Vigilant residents of San Francisco, California have commenced to carrying around baseball bats for protection. Taser sales are going through the roof too. It’s all because the city prefers to pamper criminal addicts with their own recreational drug abuse centers.
San Francisco SOMA goes south
The South of Market SOMA district of San Francisco is up in arms, literally. As reported by local liberal outlets, vigilant citizens “have resorted to arming themselves with baseball bats and tasers after the opening of the city’s first pilot drug sobering center.”
Their “sobering” centers have nothing to do with rehab. They give folks who are high on their particular intoxicant of choice a place to hang out until they come down.
Adam Mesnik is one of those neighborhood vigilantes. He lives in the SOMA neighborhood of San Francisco and owns a business there as well. What he sees on the streets is “a period of insanity.”
Specifically, “an increased presence of drug use, violence and crime on the streets since SOMA Rise opened in June.”
According to Ghis, who was shy about revealing her last name to the press, she’s been living there for 31 years now and she sees “more troublemakers settling in, feeling comfortable doing their drugs, pissing and sh**ting in the street, blocking the sidewalks.”
San Francisco residents and business owners have been complaining to HealthRight 360, “the nonprofit running the center.” Their complaints are ignored.
Videos and surveillance
Since the city of San Francisco and HealthRight 360 refuse to do a thing about the problem, neighborhood vigilantes started “documenting their struggles in phone camera videos and surveillance.”
Mark Sackett is one of them. He’s been a business owner and resident there for “a long time.” In his estimate, “increase in drug use and debauchery has cost him more than $100,000 in lost business in the 2022 calendar year.”
San Francisco city officials don’t seem to mind that the center is “letting their clients come out here and get high, go inside and get sober and then get high again.” His neighbor, Bill, “echoed those sentiments as a business owner himself.”
He sometimes “is unable to enter his building because of the amount of people sleeping or splayed out on the sidewalk blocking the door. If you ask me,” he notes, “it should be closed down and there should be other approaches to the homeless and drug problem we’re all facing.”

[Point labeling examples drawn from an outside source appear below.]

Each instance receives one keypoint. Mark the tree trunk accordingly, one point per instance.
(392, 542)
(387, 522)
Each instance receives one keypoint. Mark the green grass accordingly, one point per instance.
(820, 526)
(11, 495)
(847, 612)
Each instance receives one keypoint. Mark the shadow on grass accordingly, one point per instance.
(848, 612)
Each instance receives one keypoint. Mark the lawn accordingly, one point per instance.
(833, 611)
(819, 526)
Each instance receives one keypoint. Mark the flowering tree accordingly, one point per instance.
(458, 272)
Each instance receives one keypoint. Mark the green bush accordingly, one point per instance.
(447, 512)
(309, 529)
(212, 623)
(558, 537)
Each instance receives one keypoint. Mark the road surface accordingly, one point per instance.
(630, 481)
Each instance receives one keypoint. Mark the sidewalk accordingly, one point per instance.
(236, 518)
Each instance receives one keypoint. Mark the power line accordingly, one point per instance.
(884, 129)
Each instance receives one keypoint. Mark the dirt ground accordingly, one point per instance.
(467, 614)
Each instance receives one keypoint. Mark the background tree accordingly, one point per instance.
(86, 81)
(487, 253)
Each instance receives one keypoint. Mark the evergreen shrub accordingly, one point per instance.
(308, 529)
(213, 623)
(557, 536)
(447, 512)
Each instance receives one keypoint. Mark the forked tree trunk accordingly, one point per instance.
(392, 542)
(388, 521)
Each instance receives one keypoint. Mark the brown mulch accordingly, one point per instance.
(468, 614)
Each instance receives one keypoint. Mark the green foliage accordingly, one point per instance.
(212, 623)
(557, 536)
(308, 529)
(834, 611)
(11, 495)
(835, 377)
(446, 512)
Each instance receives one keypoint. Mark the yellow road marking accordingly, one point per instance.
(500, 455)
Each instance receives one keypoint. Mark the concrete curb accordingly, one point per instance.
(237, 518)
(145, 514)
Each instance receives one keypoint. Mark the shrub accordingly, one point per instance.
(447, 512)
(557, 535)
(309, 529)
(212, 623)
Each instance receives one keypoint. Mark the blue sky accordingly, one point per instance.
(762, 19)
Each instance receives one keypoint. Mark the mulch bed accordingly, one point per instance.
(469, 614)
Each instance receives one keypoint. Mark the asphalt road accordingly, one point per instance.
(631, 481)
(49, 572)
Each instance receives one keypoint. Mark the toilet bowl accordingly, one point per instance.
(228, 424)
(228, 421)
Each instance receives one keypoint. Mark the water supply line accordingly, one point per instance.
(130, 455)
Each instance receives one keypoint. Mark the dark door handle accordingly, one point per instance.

“Every morning it’s a roulette,” bill declares. “When you show up at your office, are there going to be 10 people passed out in front of your building? Are they going to be violent? This was never a problem before HealthRight 360 moved in.” San Francisco leaders are more supportive of the addicts than the shopkeepers, so “some even resorted to arming themselves against the belligerent or violent…with baseball bats and tasers.”
It might take someone getting their brains beat in before city officials wake up that the shopkeepers pay for police protection and aren’t getting it, while the comfortable and entertained addicts cost the city a whole lot more money than they bring in. Burglary and drug sale proceeds aren’t taxable.